Já que estamos falando sobre nós, muitas vezes, a pessoa que mais precisamos perdoar nessa história somos nós mesmas. O autoperdão tem um papel curativo fundamental em nossas vidas. É ele que permitirá que nós nos acolhamos com amor, compreendendo que não temos que nos culpar, nem nos punir pelas histórias de sofrimento em que vivemos. O autoperdão nos faz lembrar de que somos dignas e merecedoras de amor e coisas boas.
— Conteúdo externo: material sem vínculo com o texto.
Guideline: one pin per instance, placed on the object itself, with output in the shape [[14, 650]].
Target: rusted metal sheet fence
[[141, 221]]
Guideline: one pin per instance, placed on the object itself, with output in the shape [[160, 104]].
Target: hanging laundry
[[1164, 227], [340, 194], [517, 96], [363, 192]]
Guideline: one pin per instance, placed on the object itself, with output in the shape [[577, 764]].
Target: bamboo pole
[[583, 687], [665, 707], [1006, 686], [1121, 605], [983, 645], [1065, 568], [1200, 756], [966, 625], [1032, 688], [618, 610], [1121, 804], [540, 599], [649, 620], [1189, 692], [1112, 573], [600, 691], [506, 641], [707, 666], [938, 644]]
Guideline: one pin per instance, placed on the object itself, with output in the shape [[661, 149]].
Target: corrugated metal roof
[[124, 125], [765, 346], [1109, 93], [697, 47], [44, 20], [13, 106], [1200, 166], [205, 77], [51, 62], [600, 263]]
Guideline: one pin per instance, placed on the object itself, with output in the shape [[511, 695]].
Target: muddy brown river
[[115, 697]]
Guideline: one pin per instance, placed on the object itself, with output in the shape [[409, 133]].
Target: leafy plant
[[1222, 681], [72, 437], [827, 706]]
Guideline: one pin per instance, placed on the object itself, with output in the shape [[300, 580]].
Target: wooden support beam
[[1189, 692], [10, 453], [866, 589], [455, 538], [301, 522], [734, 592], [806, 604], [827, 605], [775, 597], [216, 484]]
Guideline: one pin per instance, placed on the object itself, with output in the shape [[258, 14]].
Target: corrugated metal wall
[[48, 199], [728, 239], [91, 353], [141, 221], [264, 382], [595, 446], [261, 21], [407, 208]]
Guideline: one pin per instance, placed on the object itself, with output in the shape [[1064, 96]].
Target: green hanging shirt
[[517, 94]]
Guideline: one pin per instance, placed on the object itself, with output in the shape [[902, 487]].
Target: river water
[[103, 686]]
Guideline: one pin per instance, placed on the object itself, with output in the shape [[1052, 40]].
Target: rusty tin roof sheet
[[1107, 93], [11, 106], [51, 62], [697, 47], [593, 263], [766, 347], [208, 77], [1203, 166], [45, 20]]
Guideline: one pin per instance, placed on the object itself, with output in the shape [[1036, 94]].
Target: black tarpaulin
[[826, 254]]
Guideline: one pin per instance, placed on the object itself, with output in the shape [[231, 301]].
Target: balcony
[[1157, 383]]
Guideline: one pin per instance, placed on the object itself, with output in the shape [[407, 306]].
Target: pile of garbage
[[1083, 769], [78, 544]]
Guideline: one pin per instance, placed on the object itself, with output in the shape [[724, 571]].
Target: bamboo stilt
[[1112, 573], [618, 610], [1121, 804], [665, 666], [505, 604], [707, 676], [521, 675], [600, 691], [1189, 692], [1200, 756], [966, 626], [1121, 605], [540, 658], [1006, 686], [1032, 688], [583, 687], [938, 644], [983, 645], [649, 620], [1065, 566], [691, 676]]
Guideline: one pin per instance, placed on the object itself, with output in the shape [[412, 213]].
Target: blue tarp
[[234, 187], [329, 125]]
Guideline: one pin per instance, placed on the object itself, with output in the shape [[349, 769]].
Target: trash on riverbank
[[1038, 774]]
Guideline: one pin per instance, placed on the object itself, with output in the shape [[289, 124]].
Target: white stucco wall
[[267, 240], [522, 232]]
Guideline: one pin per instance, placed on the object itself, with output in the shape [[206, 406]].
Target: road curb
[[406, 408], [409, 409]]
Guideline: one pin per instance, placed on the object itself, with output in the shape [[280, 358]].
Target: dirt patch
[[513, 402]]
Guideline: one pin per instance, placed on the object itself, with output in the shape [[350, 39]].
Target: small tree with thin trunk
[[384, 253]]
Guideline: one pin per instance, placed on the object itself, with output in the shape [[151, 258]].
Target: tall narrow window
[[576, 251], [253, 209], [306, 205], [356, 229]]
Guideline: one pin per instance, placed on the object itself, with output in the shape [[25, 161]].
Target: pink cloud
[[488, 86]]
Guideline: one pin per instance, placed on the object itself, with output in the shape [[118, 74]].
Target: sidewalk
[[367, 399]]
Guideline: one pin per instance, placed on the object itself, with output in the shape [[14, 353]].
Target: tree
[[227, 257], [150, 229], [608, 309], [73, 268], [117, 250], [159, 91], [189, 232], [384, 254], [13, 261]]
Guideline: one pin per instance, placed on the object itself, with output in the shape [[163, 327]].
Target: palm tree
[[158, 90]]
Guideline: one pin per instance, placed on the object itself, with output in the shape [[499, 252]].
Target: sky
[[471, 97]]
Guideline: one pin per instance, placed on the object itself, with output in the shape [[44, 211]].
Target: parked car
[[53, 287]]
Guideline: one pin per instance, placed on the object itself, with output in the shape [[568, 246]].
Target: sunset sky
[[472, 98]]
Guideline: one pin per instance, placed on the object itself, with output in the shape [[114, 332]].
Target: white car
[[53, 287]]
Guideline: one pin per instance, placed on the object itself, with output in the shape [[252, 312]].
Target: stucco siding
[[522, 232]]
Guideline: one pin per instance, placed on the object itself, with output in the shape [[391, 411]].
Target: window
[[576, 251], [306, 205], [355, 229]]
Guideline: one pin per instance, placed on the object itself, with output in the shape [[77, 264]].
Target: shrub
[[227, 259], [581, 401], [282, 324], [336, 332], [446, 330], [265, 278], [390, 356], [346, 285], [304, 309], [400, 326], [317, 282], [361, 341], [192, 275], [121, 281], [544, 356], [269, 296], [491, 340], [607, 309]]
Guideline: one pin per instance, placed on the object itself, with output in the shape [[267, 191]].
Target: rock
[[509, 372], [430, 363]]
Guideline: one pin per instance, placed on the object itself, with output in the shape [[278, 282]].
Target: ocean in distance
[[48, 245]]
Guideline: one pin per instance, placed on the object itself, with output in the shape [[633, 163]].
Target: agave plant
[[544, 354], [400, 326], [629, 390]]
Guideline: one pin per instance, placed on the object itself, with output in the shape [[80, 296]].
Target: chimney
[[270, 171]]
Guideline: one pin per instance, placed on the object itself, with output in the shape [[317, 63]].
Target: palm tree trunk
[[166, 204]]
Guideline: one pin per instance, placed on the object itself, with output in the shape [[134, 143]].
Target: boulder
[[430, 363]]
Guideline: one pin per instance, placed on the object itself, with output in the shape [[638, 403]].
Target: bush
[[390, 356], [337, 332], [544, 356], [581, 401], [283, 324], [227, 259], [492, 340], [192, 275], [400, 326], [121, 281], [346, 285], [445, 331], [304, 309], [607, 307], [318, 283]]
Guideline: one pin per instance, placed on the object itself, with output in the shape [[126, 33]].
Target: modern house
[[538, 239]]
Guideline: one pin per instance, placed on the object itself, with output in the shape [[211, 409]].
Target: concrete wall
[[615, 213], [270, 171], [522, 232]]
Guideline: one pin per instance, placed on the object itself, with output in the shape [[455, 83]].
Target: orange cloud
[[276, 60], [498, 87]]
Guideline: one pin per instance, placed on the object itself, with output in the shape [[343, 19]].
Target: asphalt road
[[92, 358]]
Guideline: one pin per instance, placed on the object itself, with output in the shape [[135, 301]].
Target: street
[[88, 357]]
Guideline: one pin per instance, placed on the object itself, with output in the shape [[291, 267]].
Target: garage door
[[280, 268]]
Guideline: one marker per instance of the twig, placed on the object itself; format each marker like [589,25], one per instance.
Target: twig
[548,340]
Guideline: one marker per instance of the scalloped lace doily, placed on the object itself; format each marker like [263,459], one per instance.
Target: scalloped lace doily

Quando conseguimos perdoar, a nós mesmas e aos outros, desatamos o nó energético que nos prende ao passado. Nos abrimos para novas histórias e experiências. Deixamos de ser reféns do que aconteceu e começamos a reescrever uma nova história para nossas vidas, honrando os ensinamentos de Carl Gustav Jung que disse: “Eu não sou o que aconteceu comigo. Eu sou o que escolho me tornar”. Assim, nós nos tornamos capazes de seguir em frente com a leveza, a liberdade emocional e a paz que tanto queremos e merecemos.

Então, se você se sentir preparada e conseguir, deixe ir, cuide de você. Abra-se para as infinitas possibilidades que você pode construir com o seu amor.

Você merece ser feliz. Você merece ser amada. E principalmente, você merece o seu próprio amor. Nossa responsabilidade de melhora é conosco. Não temos o poder de mudar o outro, só ele tem. Podemos nos dar quantas chances quisermos de nos transformarmos e mudarmos nossos padrões. O perdão é não é um prêmio pra quem errou, é um presente para nós mesmas. Perdoar não é fácil, não é obrigatório e nem mesmo simples, mas é libertador.